Title: 3D scanning for the rest of us.
Post by: EtchedPixels on January 08, 2012, 11:43:18 PM
I guess you'd probably get arrested for waving a Kinect on a pole around some of our stations but I found this really interesting stuff (if rather technical). Doing the equivalent of fancy 3D laser scanning with a Kinect and a PC.

http://vr.tu-freiberg.de/scivi/ (http://vr.tu-freiberg.de/scivi/)

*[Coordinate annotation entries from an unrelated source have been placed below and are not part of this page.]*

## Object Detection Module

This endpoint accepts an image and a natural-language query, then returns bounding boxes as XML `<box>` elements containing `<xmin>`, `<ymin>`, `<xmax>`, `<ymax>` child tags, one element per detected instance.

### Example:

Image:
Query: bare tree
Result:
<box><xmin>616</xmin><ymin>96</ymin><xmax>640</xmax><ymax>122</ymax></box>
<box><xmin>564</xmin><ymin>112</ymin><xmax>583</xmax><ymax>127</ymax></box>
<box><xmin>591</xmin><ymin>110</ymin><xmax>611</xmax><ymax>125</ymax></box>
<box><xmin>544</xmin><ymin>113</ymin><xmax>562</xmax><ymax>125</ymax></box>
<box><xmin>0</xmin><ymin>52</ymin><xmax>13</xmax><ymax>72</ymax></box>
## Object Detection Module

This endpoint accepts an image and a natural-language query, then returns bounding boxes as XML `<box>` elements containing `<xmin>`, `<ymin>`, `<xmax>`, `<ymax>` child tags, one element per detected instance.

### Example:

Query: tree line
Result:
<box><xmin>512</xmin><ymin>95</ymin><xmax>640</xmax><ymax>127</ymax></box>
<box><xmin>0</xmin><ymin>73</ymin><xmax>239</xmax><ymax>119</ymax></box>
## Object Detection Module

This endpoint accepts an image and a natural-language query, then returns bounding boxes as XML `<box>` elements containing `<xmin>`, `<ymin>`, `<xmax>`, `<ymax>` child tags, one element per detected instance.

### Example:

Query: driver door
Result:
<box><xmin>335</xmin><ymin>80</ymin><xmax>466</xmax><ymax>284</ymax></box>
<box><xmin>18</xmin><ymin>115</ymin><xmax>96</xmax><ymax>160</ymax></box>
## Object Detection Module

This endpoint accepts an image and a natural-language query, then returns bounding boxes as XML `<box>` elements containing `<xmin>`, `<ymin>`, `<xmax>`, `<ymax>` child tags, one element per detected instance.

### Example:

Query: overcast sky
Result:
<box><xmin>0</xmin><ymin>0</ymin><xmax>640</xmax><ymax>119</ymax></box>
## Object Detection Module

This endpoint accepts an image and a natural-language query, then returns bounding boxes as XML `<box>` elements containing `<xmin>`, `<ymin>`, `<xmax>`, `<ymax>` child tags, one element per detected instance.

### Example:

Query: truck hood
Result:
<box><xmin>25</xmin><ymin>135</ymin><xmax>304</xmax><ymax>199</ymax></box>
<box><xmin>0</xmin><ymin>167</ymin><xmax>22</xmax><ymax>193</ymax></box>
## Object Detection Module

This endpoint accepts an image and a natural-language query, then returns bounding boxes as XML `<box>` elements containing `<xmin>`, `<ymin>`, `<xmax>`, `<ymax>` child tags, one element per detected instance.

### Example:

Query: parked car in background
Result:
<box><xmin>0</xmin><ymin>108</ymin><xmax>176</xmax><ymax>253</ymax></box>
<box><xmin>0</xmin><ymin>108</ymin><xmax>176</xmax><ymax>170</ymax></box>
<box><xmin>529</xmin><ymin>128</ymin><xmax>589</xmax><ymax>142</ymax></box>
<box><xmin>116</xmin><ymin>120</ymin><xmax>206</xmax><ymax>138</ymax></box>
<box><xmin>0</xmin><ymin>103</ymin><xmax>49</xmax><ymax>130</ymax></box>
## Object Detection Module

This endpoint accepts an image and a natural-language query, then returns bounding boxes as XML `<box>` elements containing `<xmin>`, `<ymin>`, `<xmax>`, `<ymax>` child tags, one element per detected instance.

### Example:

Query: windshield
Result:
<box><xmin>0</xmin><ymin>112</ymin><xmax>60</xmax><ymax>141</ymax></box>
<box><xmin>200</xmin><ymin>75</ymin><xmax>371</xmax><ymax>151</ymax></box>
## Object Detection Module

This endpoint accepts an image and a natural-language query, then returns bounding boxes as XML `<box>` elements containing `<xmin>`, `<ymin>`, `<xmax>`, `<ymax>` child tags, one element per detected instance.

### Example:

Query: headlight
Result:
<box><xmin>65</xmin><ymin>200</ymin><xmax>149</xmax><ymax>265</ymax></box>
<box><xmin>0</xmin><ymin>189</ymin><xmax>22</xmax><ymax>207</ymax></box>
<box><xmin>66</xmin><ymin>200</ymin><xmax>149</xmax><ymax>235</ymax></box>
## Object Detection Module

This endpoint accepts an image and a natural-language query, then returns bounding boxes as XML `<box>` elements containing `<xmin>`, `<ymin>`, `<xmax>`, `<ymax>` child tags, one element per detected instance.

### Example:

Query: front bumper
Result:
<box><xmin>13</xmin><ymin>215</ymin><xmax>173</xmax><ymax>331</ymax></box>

Title: Re: 3D scanning for the rest of us.
Post by: 4x2 on January 08, 2012, 11:51:41 PM
I guess you'd probably get arrested for waving a Kinect on a pole around some of our stations but I found this really interesting stuff (if rather technical). Doing the equivalent of fancy 3D laser scanning with a Kinect and a PC.

[url]http://vr.tu-freiberg.de/scivi/[/url] ([url]http://vr.tu-freiberg.de/scivi/[/url])
Clever so-and-so's !
It's quite obvious really - the xbox360 is effectively a games PC, all the connections are via standard PC inputs - ie USB etc... The kinect is really a USB 3D camera/scanner all in one... Genius !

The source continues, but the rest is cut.